China Cabut Larangan Pengiriman Pesawat Boeing

- China mengakhiri larangan pengiriman pesawat Boeing setelah kesepakatan dagang sementara dengan AS
- Kesepakatan ini mencakup pemangkasan tarif impor selama 90 hari dan diharapkan mempercepat normalisasi hubungan dagang kedua negara
- Pencabutan larangan memberi keuntungan besar bagi Boeing, meski masih ada ketidakpastian atas masa depan kesepakatan ini
Jakarta, IDN Times – China telah mengakhiri larangan sebulan terhadap pengiriman pesawat Boeing, menyusul kesepakatan dagang sementara dengan Amerika Serikat (AS). Otoritas China mulai memberi tahu maskapai milik negara dan badan aviasi pada pekan ini untuk melanjutkan pengiriman pesawat buatan AS.
Maskapai diberi kebebasan mengatur waktu dan logistik pengiriman secara mandiri.

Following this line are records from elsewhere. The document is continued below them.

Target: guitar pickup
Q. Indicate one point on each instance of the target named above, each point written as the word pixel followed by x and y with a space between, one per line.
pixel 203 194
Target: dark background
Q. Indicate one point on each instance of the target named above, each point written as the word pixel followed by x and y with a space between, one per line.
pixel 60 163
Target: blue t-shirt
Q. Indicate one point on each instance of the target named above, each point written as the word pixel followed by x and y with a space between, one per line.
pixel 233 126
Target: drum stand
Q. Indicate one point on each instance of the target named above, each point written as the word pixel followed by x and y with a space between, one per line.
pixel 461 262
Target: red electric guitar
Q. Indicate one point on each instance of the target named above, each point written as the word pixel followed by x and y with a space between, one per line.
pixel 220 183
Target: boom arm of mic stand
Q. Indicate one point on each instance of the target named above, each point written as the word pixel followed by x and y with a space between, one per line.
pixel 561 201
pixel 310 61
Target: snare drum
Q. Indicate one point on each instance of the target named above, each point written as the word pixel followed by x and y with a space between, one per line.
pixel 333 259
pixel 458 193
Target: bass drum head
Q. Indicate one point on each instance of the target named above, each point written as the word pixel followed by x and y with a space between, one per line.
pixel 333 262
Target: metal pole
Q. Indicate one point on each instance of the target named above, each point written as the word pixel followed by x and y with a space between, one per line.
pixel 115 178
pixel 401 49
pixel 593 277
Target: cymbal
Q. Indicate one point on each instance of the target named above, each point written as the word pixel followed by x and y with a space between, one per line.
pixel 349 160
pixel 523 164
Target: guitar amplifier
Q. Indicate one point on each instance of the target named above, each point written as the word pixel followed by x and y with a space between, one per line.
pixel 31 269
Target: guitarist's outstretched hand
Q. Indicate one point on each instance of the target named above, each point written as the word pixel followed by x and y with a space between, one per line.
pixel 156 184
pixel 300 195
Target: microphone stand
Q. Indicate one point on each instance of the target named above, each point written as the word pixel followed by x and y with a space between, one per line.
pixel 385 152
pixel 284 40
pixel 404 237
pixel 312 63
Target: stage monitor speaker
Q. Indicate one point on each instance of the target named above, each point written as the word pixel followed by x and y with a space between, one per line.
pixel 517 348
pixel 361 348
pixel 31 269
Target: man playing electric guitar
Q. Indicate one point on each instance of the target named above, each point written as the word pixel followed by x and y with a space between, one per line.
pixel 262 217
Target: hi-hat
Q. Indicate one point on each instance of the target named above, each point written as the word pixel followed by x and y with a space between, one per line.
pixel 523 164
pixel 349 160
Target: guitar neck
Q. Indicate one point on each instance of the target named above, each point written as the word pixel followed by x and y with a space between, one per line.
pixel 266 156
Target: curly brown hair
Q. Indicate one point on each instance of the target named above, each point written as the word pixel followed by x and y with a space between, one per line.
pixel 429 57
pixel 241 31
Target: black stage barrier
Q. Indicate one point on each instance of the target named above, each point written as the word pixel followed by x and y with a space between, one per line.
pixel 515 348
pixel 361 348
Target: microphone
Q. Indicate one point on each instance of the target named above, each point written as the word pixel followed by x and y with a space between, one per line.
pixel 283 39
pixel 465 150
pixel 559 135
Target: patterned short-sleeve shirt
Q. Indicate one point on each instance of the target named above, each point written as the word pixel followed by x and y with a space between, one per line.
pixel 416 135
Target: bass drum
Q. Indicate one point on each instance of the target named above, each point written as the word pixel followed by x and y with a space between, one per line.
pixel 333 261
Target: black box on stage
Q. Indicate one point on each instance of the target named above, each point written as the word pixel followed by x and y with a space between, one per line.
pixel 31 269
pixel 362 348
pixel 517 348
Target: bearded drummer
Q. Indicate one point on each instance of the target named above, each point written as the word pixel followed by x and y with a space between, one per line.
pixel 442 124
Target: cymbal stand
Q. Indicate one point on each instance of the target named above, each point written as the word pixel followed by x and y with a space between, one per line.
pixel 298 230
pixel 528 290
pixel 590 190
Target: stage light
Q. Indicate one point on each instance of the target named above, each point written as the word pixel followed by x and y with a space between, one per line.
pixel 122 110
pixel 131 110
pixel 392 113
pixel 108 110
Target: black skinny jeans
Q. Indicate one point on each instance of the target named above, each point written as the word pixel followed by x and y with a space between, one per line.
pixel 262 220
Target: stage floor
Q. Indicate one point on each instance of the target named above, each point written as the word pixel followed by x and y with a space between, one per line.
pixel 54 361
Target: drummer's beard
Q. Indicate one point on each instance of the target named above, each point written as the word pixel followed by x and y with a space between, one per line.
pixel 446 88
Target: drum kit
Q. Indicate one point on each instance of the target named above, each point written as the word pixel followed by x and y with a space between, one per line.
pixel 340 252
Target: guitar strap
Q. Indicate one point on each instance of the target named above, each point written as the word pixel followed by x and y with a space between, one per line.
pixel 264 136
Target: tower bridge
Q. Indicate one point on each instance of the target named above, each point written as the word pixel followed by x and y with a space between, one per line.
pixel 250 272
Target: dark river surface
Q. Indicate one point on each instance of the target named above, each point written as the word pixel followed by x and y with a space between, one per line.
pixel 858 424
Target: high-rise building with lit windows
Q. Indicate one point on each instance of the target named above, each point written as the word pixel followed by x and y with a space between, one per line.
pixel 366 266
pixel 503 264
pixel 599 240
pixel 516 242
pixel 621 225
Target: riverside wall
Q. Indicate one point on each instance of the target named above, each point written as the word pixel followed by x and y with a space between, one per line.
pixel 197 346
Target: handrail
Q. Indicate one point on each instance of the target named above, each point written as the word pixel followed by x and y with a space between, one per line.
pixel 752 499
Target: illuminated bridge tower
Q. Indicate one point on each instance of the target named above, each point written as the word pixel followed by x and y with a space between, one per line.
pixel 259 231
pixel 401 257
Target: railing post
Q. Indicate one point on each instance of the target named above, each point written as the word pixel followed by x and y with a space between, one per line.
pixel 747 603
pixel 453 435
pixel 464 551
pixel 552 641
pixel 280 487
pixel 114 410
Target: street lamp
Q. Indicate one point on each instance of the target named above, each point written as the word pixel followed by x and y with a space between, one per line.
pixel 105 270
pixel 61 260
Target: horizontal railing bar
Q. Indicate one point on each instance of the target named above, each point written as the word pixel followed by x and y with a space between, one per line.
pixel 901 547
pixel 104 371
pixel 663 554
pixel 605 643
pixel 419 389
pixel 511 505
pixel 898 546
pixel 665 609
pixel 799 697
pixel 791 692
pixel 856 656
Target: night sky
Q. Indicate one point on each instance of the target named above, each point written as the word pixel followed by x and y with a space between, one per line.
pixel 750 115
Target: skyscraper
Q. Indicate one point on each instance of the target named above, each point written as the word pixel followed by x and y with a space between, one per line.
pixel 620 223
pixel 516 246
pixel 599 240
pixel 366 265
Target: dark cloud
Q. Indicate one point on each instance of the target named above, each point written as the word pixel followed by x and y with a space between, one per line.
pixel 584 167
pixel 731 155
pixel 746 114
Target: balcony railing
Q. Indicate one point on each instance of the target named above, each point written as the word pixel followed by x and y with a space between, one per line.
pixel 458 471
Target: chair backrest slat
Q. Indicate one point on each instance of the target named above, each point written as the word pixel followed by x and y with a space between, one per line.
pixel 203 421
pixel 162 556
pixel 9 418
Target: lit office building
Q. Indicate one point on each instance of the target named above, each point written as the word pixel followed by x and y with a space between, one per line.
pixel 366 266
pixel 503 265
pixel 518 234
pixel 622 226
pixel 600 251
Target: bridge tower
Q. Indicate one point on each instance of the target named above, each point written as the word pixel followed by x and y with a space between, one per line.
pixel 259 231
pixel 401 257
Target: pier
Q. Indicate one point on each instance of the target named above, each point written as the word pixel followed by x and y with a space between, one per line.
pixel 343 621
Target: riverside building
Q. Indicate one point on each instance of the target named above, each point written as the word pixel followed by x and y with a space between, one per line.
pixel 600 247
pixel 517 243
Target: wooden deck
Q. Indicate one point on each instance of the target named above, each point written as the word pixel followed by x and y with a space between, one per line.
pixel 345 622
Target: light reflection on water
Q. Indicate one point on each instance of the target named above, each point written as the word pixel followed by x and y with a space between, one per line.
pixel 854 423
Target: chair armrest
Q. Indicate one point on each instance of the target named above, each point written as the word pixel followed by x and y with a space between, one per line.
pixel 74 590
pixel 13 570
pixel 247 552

Keputusan ini menjadi angin segar bagi Boeing, yang sebelumnya terhambat oleh masalah keamanan, produksi, dan sengketa dagang global. Sekitar 50 pesawat Boeing dijadwalkan dikirim ke China pada 2025.
Langkah ini diharapkan mempercepat pemenuhan kebutuhan armada maskapai China, sekaligus menandakan upaya normalisasi hubungan dagang antara kedua negara.
1. AS dan China pangkas tarif impor sementara

Kedua negara sepakat memangkas tarif impor untuk 90 hari sebagai bagian dari distensi dagang. AS menurunkan tarif atas impor China dari 145 persen menjadi 30 persen, sementara China memangkas bea masuk barang AS dari 125 persen menjadi 10 persen. China juga menangguhkan sejumlah tindakan balasan.
Kebijakan ini mencakup produk seperti perangkat medis, bahan kimia, dan sewa aviasi. Tanda-tanda distensi ini mulai muncul sejak akhir April 2025, ketika China menyatakan kesiapan untuk menormalkan hubungan dagang dengan perusahaan AS. Meski begitu, kesepakatan ini bersifat sementara dan bisa berakhir jika perundingan jangka panjang gagal.
Langkah ini menunjukkan upaya kedua negara untuk meredakan ketegangan dagang yang telah memengaruhi industri global, termasuk aviasi.
2. Boeing nikmati dampak positif dari kebijakan baru

Pencabutan larangan ini memberi keuntungan besar bagi Boeing, yang tengah menghadapi krisis kualitas dan produksi. Dengan pengiriman ke China kembali berjalan, Boeing terhindar dari biaya mencari pembeli baru dan mendapat pembayaran signifikan saat pesawat diserahkan.
Dilansir dari The Times of India, Selasa (13/5/2025), China diproyeksikan menyumbang 20 persen permintaan pesawat global dalam 20 tahun ke depan, menjadikannya pasar strategis bagi Boeing dan pesaingnya, Airbus. Pada 2018, seperempat produksi Boeing dikirim ke China sebelum hubungan memburuk akibat perang tarif. Setelah larangan pengiriman diberlakukan, beberapa pesawat dikembalikan ke AS, mendorong Boeing untuk mengeksplorasi pasar alternatif seperti India, Malaysia, dan Arab Saudi.
Analis industri menyatakan optimisme terhadap potensi pasar China bagi Boeing, yang kini berfokus memperkuat posisinya di wilayah tersebut.
3. Ketidakpastian lanjutan hantui kesepakatan dagang

Meski ada kemajuan, ketidakpastian masih membayangi kesepakatan ini. Reprieve tiga bulan bisa berakhir jika negosiasi gagal mencapai resolusi permanen. Belum ada pernyataan resmi dari otoritas aviasi China, dan juru bicara Boeing menolak berkomentar. Waktu pengiriman pesawat ke maskapai China juga belum jelas.
Menurut laporan The Straits Times yang mengutip Bloomberg, Boeing kini menghadapi tantangan lain, seperti krisis kualitas setelah insiden kegagalan komponen pintu 737 Max pada Januari 2024. Sejarah menunjukkan China pernah menjadi negara pertama yang menghentikan operasional 737 Max pada 2019 setelah dua kecelakaan fatal, menandakan kehati-hatian mereka terhadap produk Boeing.
4. Persaingan dengan Airbus dan kesepakatan dagang lain

Sengketa dagang dengan pemerintahan Trump dan Biden menyebabkan maskapai China cenderung memesan pesawat dari Airbus, pesaing utama Boeing. Larangan pengiriman Boeing semakin memperkuat posisi Airbus di pasar China, yang merupakan salah satu pasar aviasi terbesar di dunia.
Di sisi lain, Boeing mendapat dorongan dari kesepakatan dagang terpisah. Pekan lalu, Gedung Putih mengumumkan pakta dagang dengan Inggris, termasuk kesepakatan senilai 10 miliar dolar AS (sekitar Rp166 triliun) untuk penjualan 32 pesawat Boeing 787-10 Dreamliner kepada British Airways. Kesepakatan ini menunjukkan peran Boeing yang semakin politis dalam dinamika perdagangan global.